The Letter, Issue 19, Summer 2000, Pages 92 - 116
LACAN READS ROUSSEAU: A NARRATIVE INSTANCE OF THE BODY-IN-PIECES
Katharine Swarbrick
Lacan reads Rousseau: a narrative instance of the body-in-pieces
Book VII of Rousseau's Confessions involves the story of an encounter between Jean-Jacques and Zulietta, a Venetian courtesan, which presents one of the richest highlights of an autobiography whose status is paradigmatic. I have read this episode in conjunction with a spectrum of Lacanian theory which has as its focus the psychopathological incidence of anxiety and its effects on the emotional and perceptual faculties of the human subject. My objective in bringing Rousseau and Lacan together is to look afresh at the possibilities yielded by psychoanalytic inquiry into the work of Rousseau, and to provoke further exploration and discussion of the ways in which our understanding of autobiographical texts can be revitalised by detailed readings inspired by the work of major psychoanalytic thinkers.

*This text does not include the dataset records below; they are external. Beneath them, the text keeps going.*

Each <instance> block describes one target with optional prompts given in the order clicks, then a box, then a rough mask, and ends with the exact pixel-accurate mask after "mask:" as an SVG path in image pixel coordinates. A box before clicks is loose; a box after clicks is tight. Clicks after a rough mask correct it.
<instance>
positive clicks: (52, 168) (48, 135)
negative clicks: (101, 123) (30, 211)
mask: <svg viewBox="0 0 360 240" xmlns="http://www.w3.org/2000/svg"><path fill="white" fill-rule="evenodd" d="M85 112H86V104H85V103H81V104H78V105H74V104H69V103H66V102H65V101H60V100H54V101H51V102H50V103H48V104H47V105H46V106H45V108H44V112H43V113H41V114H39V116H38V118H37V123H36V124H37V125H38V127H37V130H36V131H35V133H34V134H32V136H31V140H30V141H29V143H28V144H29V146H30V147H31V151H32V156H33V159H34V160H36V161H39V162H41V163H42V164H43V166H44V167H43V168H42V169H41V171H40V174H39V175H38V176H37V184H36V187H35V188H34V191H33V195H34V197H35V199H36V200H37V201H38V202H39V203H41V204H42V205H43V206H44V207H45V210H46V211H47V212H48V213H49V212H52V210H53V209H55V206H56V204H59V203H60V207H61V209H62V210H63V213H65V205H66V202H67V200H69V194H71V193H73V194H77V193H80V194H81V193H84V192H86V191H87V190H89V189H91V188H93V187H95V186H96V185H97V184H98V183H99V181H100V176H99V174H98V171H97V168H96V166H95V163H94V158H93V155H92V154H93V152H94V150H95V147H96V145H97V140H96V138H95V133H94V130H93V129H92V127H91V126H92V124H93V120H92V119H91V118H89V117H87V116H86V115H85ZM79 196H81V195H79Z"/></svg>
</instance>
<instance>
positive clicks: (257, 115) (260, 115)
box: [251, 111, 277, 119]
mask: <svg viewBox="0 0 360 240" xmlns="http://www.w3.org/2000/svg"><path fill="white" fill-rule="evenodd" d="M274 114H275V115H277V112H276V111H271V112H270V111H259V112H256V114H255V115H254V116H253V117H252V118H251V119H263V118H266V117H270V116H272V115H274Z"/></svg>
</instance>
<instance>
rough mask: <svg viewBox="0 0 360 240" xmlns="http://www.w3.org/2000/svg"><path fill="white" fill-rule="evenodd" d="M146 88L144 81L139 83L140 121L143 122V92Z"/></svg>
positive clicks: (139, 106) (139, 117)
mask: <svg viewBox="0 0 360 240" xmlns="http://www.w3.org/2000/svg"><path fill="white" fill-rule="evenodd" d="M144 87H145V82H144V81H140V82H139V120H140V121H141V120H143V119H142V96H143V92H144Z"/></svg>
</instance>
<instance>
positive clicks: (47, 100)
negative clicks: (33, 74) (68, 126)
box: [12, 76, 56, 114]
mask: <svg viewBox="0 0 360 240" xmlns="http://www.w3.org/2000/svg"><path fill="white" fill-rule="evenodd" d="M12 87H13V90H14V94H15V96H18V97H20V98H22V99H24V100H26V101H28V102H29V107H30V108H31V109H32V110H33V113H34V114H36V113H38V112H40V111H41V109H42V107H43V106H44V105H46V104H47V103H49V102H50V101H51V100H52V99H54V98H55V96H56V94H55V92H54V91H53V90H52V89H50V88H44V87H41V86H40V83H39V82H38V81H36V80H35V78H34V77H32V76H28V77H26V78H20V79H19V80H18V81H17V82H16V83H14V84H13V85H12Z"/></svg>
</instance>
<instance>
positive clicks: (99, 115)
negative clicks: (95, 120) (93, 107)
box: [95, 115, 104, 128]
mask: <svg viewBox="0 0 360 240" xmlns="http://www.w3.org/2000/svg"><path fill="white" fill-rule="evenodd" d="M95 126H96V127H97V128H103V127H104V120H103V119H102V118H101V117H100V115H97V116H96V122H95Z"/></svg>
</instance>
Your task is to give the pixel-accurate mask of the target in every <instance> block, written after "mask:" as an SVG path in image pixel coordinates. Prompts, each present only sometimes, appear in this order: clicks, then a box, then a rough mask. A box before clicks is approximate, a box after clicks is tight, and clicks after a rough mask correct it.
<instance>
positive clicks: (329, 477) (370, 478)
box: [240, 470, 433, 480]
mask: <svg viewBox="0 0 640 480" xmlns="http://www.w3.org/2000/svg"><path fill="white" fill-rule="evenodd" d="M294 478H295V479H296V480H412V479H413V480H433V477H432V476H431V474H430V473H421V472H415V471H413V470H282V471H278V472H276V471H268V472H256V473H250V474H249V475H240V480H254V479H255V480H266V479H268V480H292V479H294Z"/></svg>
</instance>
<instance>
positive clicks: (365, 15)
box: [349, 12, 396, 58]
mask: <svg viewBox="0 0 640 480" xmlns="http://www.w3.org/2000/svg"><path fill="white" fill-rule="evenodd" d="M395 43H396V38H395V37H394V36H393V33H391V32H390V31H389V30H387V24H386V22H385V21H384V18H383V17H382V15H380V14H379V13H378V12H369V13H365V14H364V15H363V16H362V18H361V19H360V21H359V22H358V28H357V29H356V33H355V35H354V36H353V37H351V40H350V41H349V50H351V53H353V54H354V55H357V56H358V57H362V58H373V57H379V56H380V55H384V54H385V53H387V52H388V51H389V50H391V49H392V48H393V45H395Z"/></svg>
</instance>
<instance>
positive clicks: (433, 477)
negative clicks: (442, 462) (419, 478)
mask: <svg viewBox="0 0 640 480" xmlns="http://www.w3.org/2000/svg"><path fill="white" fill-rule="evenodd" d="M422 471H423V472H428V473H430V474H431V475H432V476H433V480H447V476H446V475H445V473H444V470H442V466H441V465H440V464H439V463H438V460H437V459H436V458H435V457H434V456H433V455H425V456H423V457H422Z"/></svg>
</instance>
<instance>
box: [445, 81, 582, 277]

Psychoanalysis abounds with idols in the form of idealised figures which it theorises as projections of the idealised image of the self. The analyst thus proposes that the idealisation of the human form is dictated by
narcissism, and is both intersubjective and intrasubjective in nature.[1] In Lacanian theory these two related levels are structured by the interplay of three psychical registers; and it is on a particular relation between the registers that the cohesion of the idealised form of the body rests. The Imaginary, Symbolic and Real as these registers are now widely known, respectively span the realms of space and visual images, language and meaning, and an absolute dimension, distanced by the others, which, for
Lacan, the subject cannot directly approach or tolerate.[2] The emergence of
the ideally integrated body is thus inseparably linked with the subject's projection of a coherent sphere of reality in which it can move with a degree of assured predictability.